THE monarch oak, the patriarch of the trees,
Shoots slowly up, and spreads by slow degrees;
Three centuries he grows, and three he stays
Supreme in state, and in three more decays.-DRYDEN.
"The oak, for grandeur, strength, and noble size,
Excels all trees that in the forest grow:

From acorn small, that trunk, those branches rise,
To which such signal benefits we owe.
Behold what shelter in its ample shade,

From noontide sun, or from the drenching rain;
And of its timber stanch, vast ships are made,

To sweep rich cargoes o'er the watery main."

3. The illustrious Oak family includes not only the trees usually called oak, but also the chestnut, beech, hornbeam or iron-wood, and hazel or filbert. It embraces two hundred and sixty-five species, mostly forest trees of great size. According to ancient legends, the fruit of the oak served as nourishment for the early race of mankind. This tree was said to have shaded the cradle of Jupiter after his birth on Mount Lycæus, in Arcadia, and, after that, to have been consecrated to him.

4. Among the Romans, the highest reward was the civic crown, made of oak leaves, given to him who had saved the life of a citizen in battle.

Most worthy of the oaken wreath

The ancients him esteemed

Who in a battle had from death

Some man of worth redeemed.-DRAYTON.

The person who received it was entitled to wear it at all public spectacles, and to sit next to the senators; and when he entered crowned with oak leaves, the audience rose up as a mark of respect.

5. By the early inhabitants of Britain, also, the oak was held in great veneration, and it was within its consecrated groves

that

"The Druid, erst his solemn rites performed,
And taught to distant realms his sacred lore."

Cowper, in his poem to the Yardley Oak, thus alludes to the
Druidical worship:

"It seems idolatry with some excuse',

When our forefather Druids in their oaks
Imagined sanctity'. The conscience, yet
Unpurified by an authentic act

Of amnesty', the meed of blood divine',

Loved not the light', but, gloomy, into gloom

Of thickest shades', like Adam after taste

Of fruit proscribed', as to a refuge fled\."

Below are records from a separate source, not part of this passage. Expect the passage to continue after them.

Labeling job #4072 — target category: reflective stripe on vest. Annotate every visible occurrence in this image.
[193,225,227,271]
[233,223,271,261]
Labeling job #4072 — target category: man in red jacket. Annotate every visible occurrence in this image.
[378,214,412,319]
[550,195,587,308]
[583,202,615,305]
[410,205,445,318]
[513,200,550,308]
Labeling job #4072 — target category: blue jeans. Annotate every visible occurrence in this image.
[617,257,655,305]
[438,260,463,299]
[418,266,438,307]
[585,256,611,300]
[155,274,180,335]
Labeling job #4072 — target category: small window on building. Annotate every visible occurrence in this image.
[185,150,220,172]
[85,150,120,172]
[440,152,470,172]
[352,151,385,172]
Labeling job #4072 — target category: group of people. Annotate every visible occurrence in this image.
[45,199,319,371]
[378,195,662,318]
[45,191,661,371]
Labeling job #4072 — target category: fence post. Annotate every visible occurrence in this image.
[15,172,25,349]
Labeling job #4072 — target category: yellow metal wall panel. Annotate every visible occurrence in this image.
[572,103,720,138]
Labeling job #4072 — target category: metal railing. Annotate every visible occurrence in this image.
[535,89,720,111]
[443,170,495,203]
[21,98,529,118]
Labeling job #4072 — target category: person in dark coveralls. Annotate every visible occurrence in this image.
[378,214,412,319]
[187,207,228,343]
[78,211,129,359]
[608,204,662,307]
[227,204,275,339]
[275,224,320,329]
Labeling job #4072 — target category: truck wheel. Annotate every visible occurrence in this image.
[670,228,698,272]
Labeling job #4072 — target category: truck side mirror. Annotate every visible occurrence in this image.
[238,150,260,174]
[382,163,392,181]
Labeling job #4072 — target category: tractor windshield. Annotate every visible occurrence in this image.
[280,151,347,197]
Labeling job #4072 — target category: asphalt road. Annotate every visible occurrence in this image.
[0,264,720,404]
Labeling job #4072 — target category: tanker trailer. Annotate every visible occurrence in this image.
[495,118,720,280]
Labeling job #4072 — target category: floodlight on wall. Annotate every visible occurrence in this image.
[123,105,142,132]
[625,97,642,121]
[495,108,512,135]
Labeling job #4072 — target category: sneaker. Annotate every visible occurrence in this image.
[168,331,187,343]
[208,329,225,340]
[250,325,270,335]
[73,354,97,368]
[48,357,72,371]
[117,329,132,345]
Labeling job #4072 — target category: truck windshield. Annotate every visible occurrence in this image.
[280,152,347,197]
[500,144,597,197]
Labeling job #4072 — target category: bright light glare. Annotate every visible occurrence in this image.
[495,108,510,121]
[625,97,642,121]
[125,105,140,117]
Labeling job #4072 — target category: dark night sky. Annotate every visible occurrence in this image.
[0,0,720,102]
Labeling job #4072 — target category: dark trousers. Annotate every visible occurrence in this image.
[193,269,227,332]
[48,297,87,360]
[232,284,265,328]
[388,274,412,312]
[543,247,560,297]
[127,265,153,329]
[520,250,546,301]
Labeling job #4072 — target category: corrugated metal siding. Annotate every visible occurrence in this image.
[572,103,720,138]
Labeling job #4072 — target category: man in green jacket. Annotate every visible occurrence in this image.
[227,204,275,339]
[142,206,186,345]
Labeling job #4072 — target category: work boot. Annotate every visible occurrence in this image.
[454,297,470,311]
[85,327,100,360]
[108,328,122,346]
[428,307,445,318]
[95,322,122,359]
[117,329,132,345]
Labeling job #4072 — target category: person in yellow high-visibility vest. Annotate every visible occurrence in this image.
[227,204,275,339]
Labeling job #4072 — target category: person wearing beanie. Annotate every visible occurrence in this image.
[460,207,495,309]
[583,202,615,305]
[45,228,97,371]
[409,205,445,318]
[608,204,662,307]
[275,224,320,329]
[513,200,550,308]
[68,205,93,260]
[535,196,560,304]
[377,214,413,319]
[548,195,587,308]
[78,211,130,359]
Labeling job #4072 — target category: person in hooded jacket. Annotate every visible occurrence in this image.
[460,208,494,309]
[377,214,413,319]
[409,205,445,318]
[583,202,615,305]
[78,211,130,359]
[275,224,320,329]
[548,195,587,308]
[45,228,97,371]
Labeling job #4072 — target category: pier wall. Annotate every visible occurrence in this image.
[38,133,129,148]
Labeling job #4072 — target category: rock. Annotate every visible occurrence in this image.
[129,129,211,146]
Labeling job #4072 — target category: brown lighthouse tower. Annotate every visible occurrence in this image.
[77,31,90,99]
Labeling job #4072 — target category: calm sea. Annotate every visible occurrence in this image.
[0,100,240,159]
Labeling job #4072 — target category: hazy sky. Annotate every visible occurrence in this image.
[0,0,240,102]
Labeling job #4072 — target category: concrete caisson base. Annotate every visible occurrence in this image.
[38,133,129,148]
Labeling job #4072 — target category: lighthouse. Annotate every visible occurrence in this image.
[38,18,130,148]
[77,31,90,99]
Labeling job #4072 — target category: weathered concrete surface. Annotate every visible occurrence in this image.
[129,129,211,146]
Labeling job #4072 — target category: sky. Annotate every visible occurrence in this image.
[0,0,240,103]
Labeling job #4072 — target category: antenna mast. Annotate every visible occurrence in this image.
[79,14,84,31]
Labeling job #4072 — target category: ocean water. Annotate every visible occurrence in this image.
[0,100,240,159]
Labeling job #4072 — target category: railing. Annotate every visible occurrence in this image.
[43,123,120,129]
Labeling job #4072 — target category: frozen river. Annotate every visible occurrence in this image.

6. The white oak, red oak, and live oak are the most important species, the timber of the latter being the best for ship-building. The live oak grows in the Southern States, within twenty miles of the sea-coast, and may be seen as far

north as Old Point Comfort, in Virginia. Other species, as water, black, willow, and shingle oaks, abound in various sections of the country. It is a common sentiment that the more the oak is rocked by winds, the more firmly knit are its branches, and that the storm which scatters its leaves only causes its roots to strike the deeper into the earth.

The graceful foliage storms may reave,

The noble stem they can not grieve.-SCOTT.

It grew and it flourish'd for many an age,

And many a tempest wreak'd on it its rage;

But when its strong branches were bent with the blast,

It struck its roots deeper, and flourish'd more fast.-SOUTHEY.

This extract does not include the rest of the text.